TNRiley commented 1 year ago

@kaitlynhair I only just realised that you obviously also have a function to load data in ASySD ... and am now wondering why we would duplicate that functionality here? Any reason why we should not use ASySD to read references? We will likely still run into trouble in edge cases, but then it only needs to be fixed in one place. What do you think?

I think when I looked ASySD uses RefManageR for loading and can't remember if it handles .ris, I think just .bib

LukasWallrich commented 1 year ago

Ok - that's not versatile enough. So let's fix it here - but then the natural home might still be in ASySD, so @kaitlynhair might want to decide whether she wants to move that code over before we submit to CRAN?

LukasWallrich commented 1 year ago

@TNRiley in WoS, I looked for a couple of records with 'odd' fields - could you extract the RIS entries for them? I started with WoS, only to realise that they are exactly the ones where you did not upload the ris.

One other approach would be to have a look at invalid fields - those are probably the entries where things start to go wrong. In refsWoS, there are 114 DOI fields not containing DOIs - e.g., rows 68 and 83. Could you maybe try to import them separately, and if that works, then with as many in front of them until things go wrong? (To check whether there are DOIs, I used refsWoS %>% mutate(rownum = row_number()) %>% filter(!str_detect(doi, fixed("10."))) %>% pull(rownum)

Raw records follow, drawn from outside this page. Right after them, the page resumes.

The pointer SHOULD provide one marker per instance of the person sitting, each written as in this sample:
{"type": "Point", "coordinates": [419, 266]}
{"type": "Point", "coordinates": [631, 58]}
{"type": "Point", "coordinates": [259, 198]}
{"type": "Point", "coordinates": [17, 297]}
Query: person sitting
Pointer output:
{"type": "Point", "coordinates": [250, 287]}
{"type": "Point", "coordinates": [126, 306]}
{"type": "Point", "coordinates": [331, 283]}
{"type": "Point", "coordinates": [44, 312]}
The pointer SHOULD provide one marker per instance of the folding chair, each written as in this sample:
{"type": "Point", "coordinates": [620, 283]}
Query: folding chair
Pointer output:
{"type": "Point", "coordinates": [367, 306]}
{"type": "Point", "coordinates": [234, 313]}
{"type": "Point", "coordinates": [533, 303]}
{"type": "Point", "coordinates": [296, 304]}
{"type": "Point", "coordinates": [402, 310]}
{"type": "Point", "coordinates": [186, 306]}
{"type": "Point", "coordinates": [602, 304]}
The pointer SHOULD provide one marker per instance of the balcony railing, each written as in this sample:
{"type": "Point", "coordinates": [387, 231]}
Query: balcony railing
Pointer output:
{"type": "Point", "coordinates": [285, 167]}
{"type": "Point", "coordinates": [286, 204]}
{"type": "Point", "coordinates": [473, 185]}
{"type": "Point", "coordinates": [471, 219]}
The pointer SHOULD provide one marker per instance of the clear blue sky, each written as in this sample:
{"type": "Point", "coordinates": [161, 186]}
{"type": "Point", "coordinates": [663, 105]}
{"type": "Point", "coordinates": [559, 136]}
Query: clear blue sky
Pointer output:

TNRiley commented 1 year ago

In global (before UI), I added this line to help with max upload

options(shiny.maxRequestSize=1000*1024^2, timeout = 40000000)

I saw that the size script was removed from the app.R, but didn't see if you had added it elsewhere. Running options(shiny.maxRequestSize = 100010241024) locally I was able to upload all of the .ris files, however, I wasn't able to upload them without doing that first. We could inform users that they need to increase size limits in this way, but I think keeping the size limit large would be fine considering it worked without an issue once I set it locally. Thoughts?

LukasWallrich commented 1 year ago

I now added this in an .onLoad function (14c1f2a) so that you get 1.5 GB locally and 250 MB on shinyapps.io - happy to shift these in whatever direction we think is helpful, but that seems to be the best place for this option to be set.